West Virginia

West Virginia Governor Announces Virus Hot Spot in Jumbled Briefing

“Everyone’s sitting on the edge of their seat nonstop, including me,” the governor said

jim justice
Luke Sharrett/Bloomberg

West Virginia Gov. Jim Justice and his health officials agree on one thing: There's a coronavirus hot spot in the state's eastern panhandle. What they couldn't get consensus on was where exactly it's happening or whether it was linked to one particular retail chain.

The governor's daily virus briefing broke down Friday as he and his own administration contradicted each other on details about a virus hotspot of at least 60 positives across two counties, appearing to work out the specifics during a live-streamed news conference.

Justice, who has previously drawn criticism for holding confusing news conferences, said details of the outbreak in Jefferson and Berkeley counties reached his ears just before he addressed the public.

“From what I’ve been fed so far, I was told some information about a Hobby Lobby but y'all can elaborate please,” he asked, marking the second time he mentioned the craft store.

Cathy Slemp, a state health officer, walked that back.

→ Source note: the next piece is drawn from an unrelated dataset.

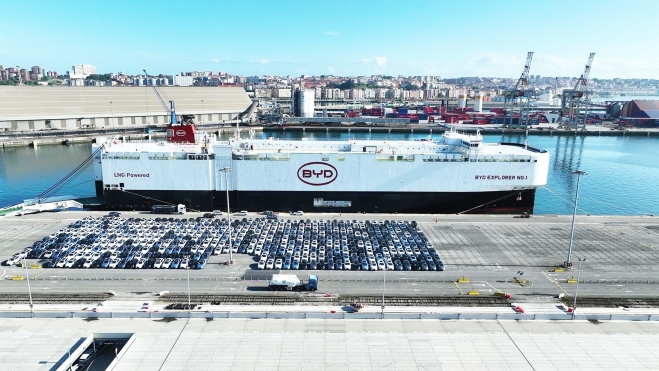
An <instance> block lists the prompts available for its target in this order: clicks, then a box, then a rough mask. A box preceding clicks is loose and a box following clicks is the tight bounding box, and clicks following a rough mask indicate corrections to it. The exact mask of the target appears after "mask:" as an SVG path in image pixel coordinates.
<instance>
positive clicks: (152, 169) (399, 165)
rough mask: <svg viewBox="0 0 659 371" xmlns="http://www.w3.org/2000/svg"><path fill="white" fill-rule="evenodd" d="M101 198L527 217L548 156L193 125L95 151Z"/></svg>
mask: <svg viewBox="0 0 659 371" xmlns="http://www.w3.org/2000/svg"><path fill="white" fill-rule="evenodd" d="M93 153H94V156H95V160H96V161H94V175H95V185H96V192H97V195H99V196H103V198H104V201H105V207H106V208H107V209H110V210H150V209H151V206H152V205H156V204H183V205H185V206H186V207H187V208H188V210H199V211H210V210H216V209H222V210H226V208H227V199H228V200H229V201H228V202H229V205H230V207H231V210H248V211H264V210H269V211H275V212H277V211H279V212H283V211H292V210H295V211H298V210H300V211H307V212H336V213H338V212H367V213H420V214H456V213H510V214H515V213H522V212H527V213H532V212H533V206H534V200H535V191H536V189H537V188H538V187H541V186H543V185H545V184H546V182H547V174H548V170H549V154H548V153H547V151H545V150H542V149H539V148H535V147H532V146H530V145H528V144H527V143H524V144H520V143H484V142H483V138H482V136H481V135H480V134H479V133H476V134H475V135H474V134H471V135H467V134H462V133H458V132H455V131H448V132H445V133H444V134H443V135H442V136H441V138H439V139H437V140H435V139H434V138H430V137H429V138H428V139H424V140H386V139H383V140H355V139H349V140H312V139H306V138H302V139H299V140H293V139H277V138H267V139H257V138H254V135H253V133H251V135H249V136H248V137H247V138H241V137H239V136H237V135H236V136H234V137H233V138H232V139H230V140H226V141H220V140H217V139H216V137H215V136H214V135H211V134H206V133H202V132H197V131H196V130H195V127H194V125H170V126H169V127H168V128H167V140H163V141H144V142H139V143H135V142H125V141H123V140H122V139H121V138H119V137H115V138H97V140H96V142H95V143H94V144H93Z"/></svg>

“The preliminary information I've got is that it’s not specific to an individual community, so that’s why we are looking at this in terms of a larger geographic location,” she said, adding that they believe the cases were caused by community spread.

Hobby Lobby issued a statement Friday saying it was closing all of its stores.

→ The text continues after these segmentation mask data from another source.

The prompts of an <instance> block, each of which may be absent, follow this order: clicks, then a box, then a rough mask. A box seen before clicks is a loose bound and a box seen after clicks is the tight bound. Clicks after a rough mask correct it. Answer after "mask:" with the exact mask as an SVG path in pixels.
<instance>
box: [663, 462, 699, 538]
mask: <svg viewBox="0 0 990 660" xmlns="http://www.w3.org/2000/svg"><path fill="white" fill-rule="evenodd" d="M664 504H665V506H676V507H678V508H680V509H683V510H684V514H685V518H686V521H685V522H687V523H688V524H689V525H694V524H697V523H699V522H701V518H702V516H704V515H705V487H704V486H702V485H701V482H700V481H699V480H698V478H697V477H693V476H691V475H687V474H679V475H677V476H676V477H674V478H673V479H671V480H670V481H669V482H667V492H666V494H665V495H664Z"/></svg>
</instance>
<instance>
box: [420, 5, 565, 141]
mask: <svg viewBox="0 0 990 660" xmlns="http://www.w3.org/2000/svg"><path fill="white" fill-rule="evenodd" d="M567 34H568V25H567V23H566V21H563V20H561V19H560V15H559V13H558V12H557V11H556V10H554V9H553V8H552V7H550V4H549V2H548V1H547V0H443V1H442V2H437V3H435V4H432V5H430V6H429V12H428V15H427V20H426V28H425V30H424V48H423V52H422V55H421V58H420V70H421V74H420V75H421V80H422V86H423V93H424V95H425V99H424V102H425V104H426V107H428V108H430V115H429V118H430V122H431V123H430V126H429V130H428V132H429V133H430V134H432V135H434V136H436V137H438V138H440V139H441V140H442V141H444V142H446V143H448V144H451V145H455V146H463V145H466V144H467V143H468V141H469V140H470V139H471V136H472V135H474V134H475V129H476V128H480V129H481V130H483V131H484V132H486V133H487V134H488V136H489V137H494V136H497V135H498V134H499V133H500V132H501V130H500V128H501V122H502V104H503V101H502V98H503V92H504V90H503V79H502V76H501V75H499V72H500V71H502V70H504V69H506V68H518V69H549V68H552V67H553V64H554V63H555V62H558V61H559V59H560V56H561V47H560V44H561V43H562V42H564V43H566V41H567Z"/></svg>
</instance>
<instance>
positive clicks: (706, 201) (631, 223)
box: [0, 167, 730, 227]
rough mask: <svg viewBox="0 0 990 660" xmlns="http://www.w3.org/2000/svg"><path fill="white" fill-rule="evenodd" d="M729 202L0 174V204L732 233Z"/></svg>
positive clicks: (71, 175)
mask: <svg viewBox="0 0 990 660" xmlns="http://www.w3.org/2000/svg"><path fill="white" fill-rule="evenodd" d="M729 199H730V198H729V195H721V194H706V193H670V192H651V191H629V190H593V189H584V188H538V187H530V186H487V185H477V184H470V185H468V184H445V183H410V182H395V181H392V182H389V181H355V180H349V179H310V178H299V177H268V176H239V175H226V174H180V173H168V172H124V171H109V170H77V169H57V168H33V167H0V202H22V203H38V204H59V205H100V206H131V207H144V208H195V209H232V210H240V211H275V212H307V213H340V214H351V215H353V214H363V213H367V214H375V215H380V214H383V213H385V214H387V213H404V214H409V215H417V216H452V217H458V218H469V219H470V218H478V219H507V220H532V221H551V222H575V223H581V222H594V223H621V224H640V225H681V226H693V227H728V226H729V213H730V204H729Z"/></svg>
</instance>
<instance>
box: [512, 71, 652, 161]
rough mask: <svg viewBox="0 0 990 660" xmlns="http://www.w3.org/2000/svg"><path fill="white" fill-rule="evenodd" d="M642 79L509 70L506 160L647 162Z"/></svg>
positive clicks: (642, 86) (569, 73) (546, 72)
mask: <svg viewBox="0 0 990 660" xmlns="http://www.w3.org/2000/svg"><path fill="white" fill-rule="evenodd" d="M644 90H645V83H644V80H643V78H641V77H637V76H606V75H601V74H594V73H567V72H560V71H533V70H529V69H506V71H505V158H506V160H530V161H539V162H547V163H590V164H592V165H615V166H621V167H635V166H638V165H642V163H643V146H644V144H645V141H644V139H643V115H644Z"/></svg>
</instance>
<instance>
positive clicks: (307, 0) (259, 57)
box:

In response to a question asking for more specific locations, Justice asked his health officials if there was anything they could say on what towns or cities were seeing the spike.

“I mean, I think it’d be really helpful to those people in those counties if we could say that, you know, we had more cases or we had a lot of cases in Martinsburg or whatever it may be,” he said.

Slemp again countered, saying “we have enough to know that it is transmitting within the community across a large geographic area.”

The back-and-forth came to a close when Clay Marsh, a high-ranking West Virginia University health official tapped as the state's coronavirus czar, said the situation was still fresh and that more details would soon be shared.

“Everyone’s sitting on the edge of their seat nonstop, including me,” the governor said.

At least 237 people in West Virginia have the virus, with 6,367 tests performed, according to health officials. Two people have died, an 88-year-old Marion County woman and a Jackson County resident with several underlying health issues.

Justice, a billionaire with no previous political experience, has declared a state of emergency, issued a stay-home order and directed all non-essential businesses to close. He has also pushed back the primary election from May 12 to June 9, citing fears about the coronavirus spreading at polling places, and extended school closures statewide until at least April 30.

For most people, the new coronavirus causes mild or moderate symptoms, such as fever and cough that clear up in two to three weeks, and the overwhelming majority of people recover. But severe cases can need respirators to survive, and with infections spreading exponentially, hospitals across the country are either bracing for a coming wave of patients, or already struggling to keep up.